On the night of Marian's date with Jeff, she becomes annoyed when her family makes fun of her choice of a dress, which is really a fancy nightgown, and promises that she "will show them."

That night, a man from a collection agency comes to the house and demands that Emily pay the full amount of the coat or be taken to court and have her husband's salary attached.

Later, at the dance, Melodie impresses everyone with her new clothes and hairstyle, and now the boys are willing to pay Andy. Despite Melodie's charm, Andy later admits to her that he does not return her affection. When she quietly goes into her house, she overhears her parents having a vicious argument. Back at home, Andy feels terrible that he made Melodie cry, but is happy to hear that Polly Benedict, his old girlfriend, is coming home. Melodie then comes to the judge and says that she never wants to see either of her parents again and the judge lets her spend the night with his family.

Some time later, Andy, who volunteered to search for the long-overdue Marian, brings her home, towing Jeff's car, in which a drunken Jeff had a minor crash. After they bring the passed-out Jeff into the house, the judge explains to Andy how low man falls when he allows himself to reach this state. The next day, a sober Jeff comes to the door to apologize and say that he did hear the judge's words the previous night and has learned his lesson.

That afternoon, the judge meets with Melodie's parents, and after lecturing them about their behavior, asks Melodie in and convinces Olivia and Roderick to retract the horrible things they have said about each other and try to get along.

After the family leaves, a tearful Emily comes to her husband, remorseful over what has happened about the cut-away coat. The judge alleviates her fears by letting her know that he inadvertently found out about the agency and discovered that the entire mail-order business was run by confidence men who tricked unsuspecting customers into paying more than the advertised price for the suit.

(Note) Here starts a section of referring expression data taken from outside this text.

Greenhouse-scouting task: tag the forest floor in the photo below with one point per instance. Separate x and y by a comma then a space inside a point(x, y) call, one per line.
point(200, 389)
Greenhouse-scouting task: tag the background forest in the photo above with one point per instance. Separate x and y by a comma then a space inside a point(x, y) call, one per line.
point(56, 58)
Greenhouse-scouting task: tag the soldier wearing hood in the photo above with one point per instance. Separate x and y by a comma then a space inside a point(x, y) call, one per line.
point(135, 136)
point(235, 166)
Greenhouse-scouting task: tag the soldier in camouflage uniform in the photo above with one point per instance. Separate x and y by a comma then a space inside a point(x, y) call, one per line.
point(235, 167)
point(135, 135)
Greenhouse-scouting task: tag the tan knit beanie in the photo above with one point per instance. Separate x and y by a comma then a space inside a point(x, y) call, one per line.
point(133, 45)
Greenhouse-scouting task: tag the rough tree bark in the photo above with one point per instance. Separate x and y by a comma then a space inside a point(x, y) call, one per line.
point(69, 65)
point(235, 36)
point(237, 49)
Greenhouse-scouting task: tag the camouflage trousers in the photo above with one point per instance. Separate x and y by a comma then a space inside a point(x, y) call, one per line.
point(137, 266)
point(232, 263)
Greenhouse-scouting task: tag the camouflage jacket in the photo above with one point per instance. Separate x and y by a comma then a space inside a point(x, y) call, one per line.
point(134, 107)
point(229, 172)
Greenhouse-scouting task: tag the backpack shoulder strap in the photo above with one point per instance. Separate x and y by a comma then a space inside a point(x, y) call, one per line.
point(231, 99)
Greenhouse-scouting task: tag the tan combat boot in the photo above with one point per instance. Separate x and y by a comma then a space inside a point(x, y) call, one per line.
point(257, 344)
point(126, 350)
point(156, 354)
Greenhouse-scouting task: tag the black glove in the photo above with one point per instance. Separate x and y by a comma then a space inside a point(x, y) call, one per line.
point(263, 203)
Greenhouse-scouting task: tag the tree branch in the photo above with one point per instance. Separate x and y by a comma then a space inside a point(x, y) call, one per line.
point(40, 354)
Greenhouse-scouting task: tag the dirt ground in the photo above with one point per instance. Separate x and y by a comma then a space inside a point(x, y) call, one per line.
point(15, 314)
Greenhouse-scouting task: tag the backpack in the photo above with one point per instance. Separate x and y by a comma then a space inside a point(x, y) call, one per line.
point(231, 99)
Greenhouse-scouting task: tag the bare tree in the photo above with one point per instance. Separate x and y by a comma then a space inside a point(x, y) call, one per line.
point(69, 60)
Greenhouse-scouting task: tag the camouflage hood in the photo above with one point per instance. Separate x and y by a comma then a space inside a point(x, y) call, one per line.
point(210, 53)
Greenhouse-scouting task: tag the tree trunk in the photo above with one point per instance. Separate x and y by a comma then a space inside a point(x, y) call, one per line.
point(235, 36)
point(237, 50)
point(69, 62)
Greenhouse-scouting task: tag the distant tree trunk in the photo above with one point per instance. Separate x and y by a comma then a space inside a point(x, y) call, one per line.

That afternoon, Andy takes Harry to see Melodie, who has gotten over her crush on Andy and is more than willing to date the smitten Harry. She also convinces Andy to ask Polly to the football dance. As Andy leaves Melodie's house, Polly drives by with her cousin, who coincidentally is the man who mistakenly thought that Andy stole his car. With everything now fine, Andy drives home and tells his father, "women are habit forming."

==Cast==

- Lewis Stone as Judge James K. Hardy
- Mickey Rooney as Andrew 'Andy' Hardy
- Cecilia Parker as Marian Hardy
- Fay Holden as Mrs. Emily Hardy
- Ann Rutherford as Polly Benedict
- Sara Haden as Aunt Milly Forrest
- Donna Reed as Melodie Eunice Nesbit
- William Lundigan as Jefferson 'Jeff' Willis
- Frieda Inescort as Olivia Nesbit
- Harvey Stephens as Roderick O. Nesbit
- Joseph Crehan as Peter Dugan
- George P. Breakston as Beezy
- Todd Karns as Harry Land
- Barbara Bedford as Elsa, Nesbit's Maid
- Lois Collier as 	Cynthia, Girl at the Dance
- Tim Ryan as 	Police Officer Farrell

==Reception==
===Box Office===
The film made $1,551,000 in the US and Canada and $858,000 elsewhere during its initial theatrical release, making MGM a profit of $1,319,000.